Im Hinblick auf das Datum des Inkrafttretens gab es einige Diskussion. Der vorgeschlagene Termin für einen fertig gestellten
Standard ist Juni 2006, und man beriet den 1. Januar 2007 als Datum des Inkrafttretens. Ein Boardmitglied war
jedoch der Ansicht, dass sechs Monate einen zu langen Vorlauf darstellten und ein anderes meinte, dass es keine gute Botschaft
sei, die man herausgäbe. Ein anderer Vorschlag sah vor, dass das Datum des Inkrafttretens dem Geschäftsjahr folgen solle. Ein
Boardmitglied wies jedoch darauf hin, dass es unmöglich sei vorherzusagen, wann die Erörterungen abgeschlossen seien und wann
ein Standard fertig gestellt sei. Er schlug deshalb vor, dass es besser wäre, im Entwurf ein Datum des Inkrafttretens von
X Monaten nach Herausgabe des Standards aufzunehmen.

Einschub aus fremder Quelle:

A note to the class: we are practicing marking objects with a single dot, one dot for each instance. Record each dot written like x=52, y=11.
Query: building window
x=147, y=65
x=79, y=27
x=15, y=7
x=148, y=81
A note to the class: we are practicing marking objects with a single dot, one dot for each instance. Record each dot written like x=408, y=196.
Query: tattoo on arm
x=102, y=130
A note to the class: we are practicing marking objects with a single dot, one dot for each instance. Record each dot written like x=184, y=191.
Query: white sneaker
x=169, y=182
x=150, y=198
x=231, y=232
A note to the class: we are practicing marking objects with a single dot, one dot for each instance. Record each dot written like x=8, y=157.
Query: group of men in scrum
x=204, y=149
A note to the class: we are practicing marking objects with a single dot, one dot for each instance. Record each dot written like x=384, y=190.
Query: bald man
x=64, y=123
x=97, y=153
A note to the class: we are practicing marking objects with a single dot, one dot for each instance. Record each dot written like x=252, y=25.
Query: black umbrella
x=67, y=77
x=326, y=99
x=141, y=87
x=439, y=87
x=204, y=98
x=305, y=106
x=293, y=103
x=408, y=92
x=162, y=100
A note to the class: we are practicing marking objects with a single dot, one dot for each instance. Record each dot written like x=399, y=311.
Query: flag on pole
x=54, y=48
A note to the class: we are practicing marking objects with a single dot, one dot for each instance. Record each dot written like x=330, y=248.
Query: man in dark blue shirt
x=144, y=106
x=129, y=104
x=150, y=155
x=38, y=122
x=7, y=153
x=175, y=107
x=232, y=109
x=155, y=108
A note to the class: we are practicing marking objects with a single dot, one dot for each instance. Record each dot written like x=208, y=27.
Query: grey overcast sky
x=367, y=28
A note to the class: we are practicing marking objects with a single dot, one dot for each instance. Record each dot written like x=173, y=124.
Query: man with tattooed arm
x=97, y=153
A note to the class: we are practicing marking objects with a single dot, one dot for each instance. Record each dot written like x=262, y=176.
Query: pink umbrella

Der Board kam vorläufig überein, ein Datum des Inkrafttretens von drei bis sechs Monaten nach Herausgabe des Standards
aufzunehmen.
Der FASB stellte dem IASB einen Ansatz vor, der vom FASB zur Rechnungslegung von Instrumenten entwickelt wurde, die
möglicherweise als Eigen- oder Fremdkapital zu klassifizieren wären. Die Powerpoint-Präsentation kann von der
Internetseite des IASB heruntergeladen werden.
Diese Zusammenfassung basiert auf Notizen, die von Beobachtern beim IASB Meeting gemacht wurden. Sie sind nicht als
offizielle oder endgültige Zusammenfassung zu verstehen.